Skillv1.0.1

ClawScan security

elite memory skill · ClawHub's context-aware review of the artifact, metadata, and declared behavior.

Scanner verdict

SuspiciousMar 11, 2026, 6:50 AM

Verdict: suspicious
Confidence: medium
Model: gpt-5-mini
Summary: The skill mostly matches a memory-sync tool, but there are inconsistencies (missing referenced Node scripts and mismatched requirement declarations) and a couple of design choices you should verify before installing.
Guidance: This skill appears to be a local memory manager that writes daily memory files and can push them to a GitHub repo and notify a Feishu user. Before installing: 1) Inspect the package contents — SKILL.md references Node scripts (init.mjs, analyze.mjs, sync.mjs, status.mjs) that are not included; ask the publisher why they are missing or obtain the complete source. 2) Confirm you actually need 'node' on PATH — if the implementation is purely shell-based you can remove the node requirement. 3) Understand and control Git behavior: the scripts will git add/commit/push to whatever 'memory' remote you configure — do not configure a remote pointing to a public or sensitive repo until you’ve reviewed which files will be committed. 4) FEISHU_USER_ID is declared required in metadata but described as optional in docs — decide whether you want Feishu notifications and verify how the 'openclaw message' command will behave on your system. 5) If you install, review and run install.sh in a safe environment, and do not add the suggested crontab entries until you’ve tested the scripts manually. If the author can provide the missing Node scripts or a clear explanation for their absence, and clarify the FEISHU_USER_ID requirement, that would reduce concerns.

Review Dimensions

Purpose & Capability: concernThe skill claims a Node-based workflow (SKILL.md shows node scripts: init.mjs, analyze.mjs, sync.mjs, status.mjs) and declares 'node' as a required binary, but the package only includes Bash scripts (analyze-memory.sh, sync-memory-to-github.sh, morning-memory-read.sh). Requiring 'node' and advertising Node scripts without those files is inconsistent and could indicate missing/altered files or sloppy packaging.
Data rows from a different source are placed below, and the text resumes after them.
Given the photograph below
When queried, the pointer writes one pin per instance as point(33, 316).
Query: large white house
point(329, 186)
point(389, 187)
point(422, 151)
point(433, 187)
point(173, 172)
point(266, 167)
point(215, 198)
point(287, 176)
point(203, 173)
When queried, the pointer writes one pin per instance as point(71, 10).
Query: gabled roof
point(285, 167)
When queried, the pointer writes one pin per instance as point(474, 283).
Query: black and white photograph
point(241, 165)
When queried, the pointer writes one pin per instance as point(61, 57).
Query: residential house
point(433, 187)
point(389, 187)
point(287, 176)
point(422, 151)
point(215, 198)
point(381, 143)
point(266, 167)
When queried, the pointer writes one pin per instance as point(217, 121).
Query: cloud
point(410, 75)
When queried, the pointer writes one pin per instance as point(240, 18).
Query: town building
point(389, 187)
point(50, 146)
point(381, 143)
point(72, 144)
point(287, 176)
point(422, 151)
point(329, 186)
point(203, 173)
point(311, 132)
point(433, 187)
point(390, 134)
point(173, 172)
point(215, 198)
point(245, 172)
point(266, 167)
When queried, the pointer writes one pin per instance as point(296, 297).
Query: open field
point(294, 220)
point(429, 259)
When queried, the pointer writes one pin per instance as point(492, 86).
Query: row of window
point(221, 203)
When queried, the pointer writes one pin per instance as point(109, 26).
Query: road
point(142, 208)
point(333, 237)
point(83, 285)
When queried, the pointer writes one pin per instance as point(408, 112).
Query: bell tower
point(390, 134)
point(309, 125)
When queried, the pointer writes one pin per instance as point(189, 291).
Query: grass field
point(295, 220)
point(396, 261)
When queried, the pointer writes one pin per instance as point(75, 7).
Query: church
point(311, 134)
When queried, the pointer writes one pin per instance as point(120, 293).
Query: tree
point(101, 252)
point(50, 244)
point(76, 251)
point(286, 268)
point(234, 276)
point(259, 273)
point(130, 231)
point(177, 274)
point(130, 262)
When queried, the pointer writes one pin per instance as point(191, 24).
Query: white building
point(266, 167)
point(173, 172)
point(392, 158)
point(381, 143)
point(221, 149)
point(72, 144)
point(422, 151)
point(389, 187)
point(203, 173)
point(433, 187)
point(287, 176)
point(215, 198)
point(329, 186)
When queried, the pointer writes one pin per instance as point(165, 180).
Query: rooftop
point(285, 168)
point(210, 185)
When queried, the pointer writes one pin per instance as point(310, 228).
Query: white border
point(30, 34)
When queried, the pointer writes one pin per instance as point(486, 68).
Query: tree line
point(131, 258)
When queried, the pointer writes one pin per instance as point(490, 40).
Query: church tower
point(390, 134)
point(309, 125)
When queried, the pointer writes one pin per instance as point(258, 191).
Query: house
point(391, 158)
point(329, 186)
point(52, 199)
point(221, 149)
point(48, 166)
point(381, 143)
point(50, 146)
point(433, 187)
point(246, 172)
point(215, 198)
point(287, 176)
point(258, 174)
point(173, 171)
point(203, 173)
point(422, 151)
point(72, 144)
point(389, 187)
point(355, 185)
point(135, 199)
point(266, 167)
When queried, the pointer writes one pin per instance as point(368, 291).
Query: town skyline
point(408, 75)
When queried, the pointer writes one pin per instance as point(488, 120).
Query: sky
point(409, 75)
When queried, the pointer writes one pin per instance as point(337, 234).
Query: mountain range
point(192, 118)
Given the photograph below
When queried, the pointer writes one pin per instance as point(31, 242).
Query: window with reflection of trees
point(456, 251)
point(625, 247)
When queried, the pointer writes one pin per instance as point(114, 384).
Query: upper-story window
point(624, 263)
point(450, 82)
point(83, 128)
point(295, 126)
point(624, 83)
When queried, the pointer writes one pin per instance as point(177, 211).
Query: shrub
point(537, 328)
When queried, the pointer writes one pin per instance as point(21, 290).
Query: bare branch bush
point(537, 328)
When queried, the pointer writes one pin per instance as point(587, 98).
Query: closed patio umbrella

FEISHU_USER_ID is declared required in metadata but SKILL.md describes it as optional — another mismatch.
Instruction Scope: concernRuntime instructions and the included shell scripts read and write files under ~/.openclaw/workspace (memory files, SESSION-STATE.md, MEMORY.md), run git operations (add/commit/push/pull) and attempt to send notifications via an 'openclaw' command to Feishu using FEISHU_USER_ID. Those actions are coherent with a memory-sync skill, but the SKILL.md instructs users to run Node scripts that are not present. The scripts will push local data to a Git remote you must configure — that can leak personal data to GitHub if misconfigured, so the push behavior should be explicitly reviewed before use.
Install Mechanism: okNo remote downloads or package installs. install.sh simply copies local files into the target workspace and makes script files executable. This is low-risk compared to installs that fetch arbitrary archives from the network.
Credentials: concernThe only declared environment requirement is FEISHU_USER_ID (primaryEnv), which aligns with Feishu notifications, but SKILL.md treats Feishu config as optional. 'git' is required and used; 'node' is declared required but not used by the provided scripts — disproportionate. There's no request for unrelated credentials, but you should verify whether FEISHU_USER_ID must be set for operation and why node is listed.
Persistence & Privilege: okThe skill is not set to always:true and does not request persistent platform-wide privileges. Installation copies files into the user's workspace and suggests adding cron entries; it does not modify other skills or system-wide agent settings.